Professor Tcherneva is also her Senior Project advisor alongside James Ketterer; Quinones is writing about the economic factors that enabled the spread of far-right political parties in Western Europe. This year, she was nominated by the College for the Marshall, Mitchell, and Rhodes Scholarships and the Watson Fellowship, and was the College's first-ever finalist for the Rhodes Scholarship. She is currently under consideration for the Watson Fellowship.
Around a busy academic schedule, Eva-Marie is broadly involved in campus life. She leads the Model United Nations Initiative, which hosts an annual conference at Bard for middle and high school students. She also competes nationally with the Bard Debate Union and serves as a team captain. Eva-Marie works as a peer mentor, supporting students who come to Annandale from Bard's global partner institutions, such as Al-Quds University in the West Bank and American University of Central Asia in Kyrgyzstan. Peer mentors help visiting students make friends, adjust to the different culture, and integrate into the campus community.
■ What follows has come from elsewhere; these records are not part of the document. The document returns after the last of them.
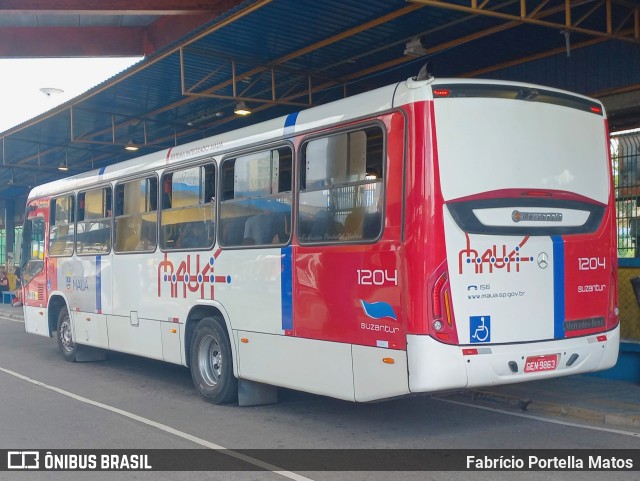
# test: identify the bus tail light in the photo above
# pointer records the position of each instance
(442, 325)
(613, 318)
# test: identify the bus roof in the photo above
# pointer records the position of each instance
(357, 106)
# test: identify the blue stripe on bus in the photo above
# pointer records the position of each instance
(286, 289)
(99, 284)
(558, 287)
(290, 123)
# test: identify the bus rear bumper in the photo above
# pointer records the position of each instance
(434, 366)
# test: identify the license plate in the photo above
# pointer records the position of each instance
(541, 363)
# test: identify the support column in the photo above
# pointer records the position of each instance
(10, 232)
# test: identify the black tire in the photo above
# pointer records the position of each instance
(212, 363)
(64, 334)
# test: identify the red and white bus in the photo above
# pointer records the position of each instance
(429, 235)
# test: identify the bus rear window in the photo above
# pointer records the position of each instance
(516, 92)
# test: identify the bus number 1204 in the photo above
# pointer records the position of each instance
(377, 277)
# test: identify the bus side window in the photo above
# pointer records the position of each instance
(93, 235)
(187, 218)
(136, 215)
(341, 191)
(257, 189)
(61, 226)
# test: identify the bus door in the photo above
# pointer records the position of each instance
(33, 270)
(347, 268)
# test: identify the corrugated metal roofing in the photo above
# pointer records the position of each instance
(334, 46)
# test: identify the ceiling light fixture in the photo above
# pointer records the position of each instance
(51, 91)
(415, 48)
(131, 146)
(242, 109)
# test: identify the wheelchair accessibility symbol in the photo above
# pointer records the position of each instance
(480, 329)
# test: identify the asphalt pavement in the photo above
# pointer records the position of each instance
(582, 398)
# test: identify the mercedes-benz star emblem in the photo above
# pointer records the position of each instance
(543, 260)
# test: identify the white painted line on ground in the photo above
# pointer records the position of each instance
(539, 418)
(162, 427)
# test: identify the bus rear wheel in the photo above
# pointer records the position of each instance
(67, 347)
(211, 363)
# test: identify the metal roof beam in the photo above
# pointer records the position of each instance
(112, 7)
(523, 17)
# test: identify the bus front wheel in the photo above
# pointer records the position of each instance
(211, 363)
(67, 347)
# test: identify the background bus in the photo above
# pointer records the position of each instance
(429, 235)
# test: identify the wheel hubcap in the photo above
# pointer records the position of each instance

Eva-Marie has immersed herself in campus activism and politics. "Bard is one of the most politically active campuses in the nation, which is incredible," she says. "I absolutely love being in a place where people are helping in political campaigns or interning for political organizations, but also engaged in student protests and active dissent." Eva-Marie acts as a student voting rights advocate through the Election at Bard Initiative, serving as a Vote Everywhere Ambassador and team leader with the Andrew Goodman Foundation, which partners with Bard's Center for Civic Engagement. She has served on the Student Government since she was a first-year student.
The ease of getting involved on campus and connecting with classmates has struck Eva-Marie since she was a first-year. "Everyone on campus is passionate about something. Even if you don’t think that you have anything in common with them, everyone is completely devoted to at least one thing. It’s nice to be able to talk to someone about something you know nothing about and just see their eyes light up and hear them discuss something they care about."
How has Bard changed her life? "I used to be really shy," Eva-Marie explains, "and Bard forced me to come out of my shell. I’m more outgoing and more confident in who I am, but because I’m also more knowledgeable and more informed, I think that Bard has really made me the active citizen that I am today. I've had to push myself and I'm a stronger person for it."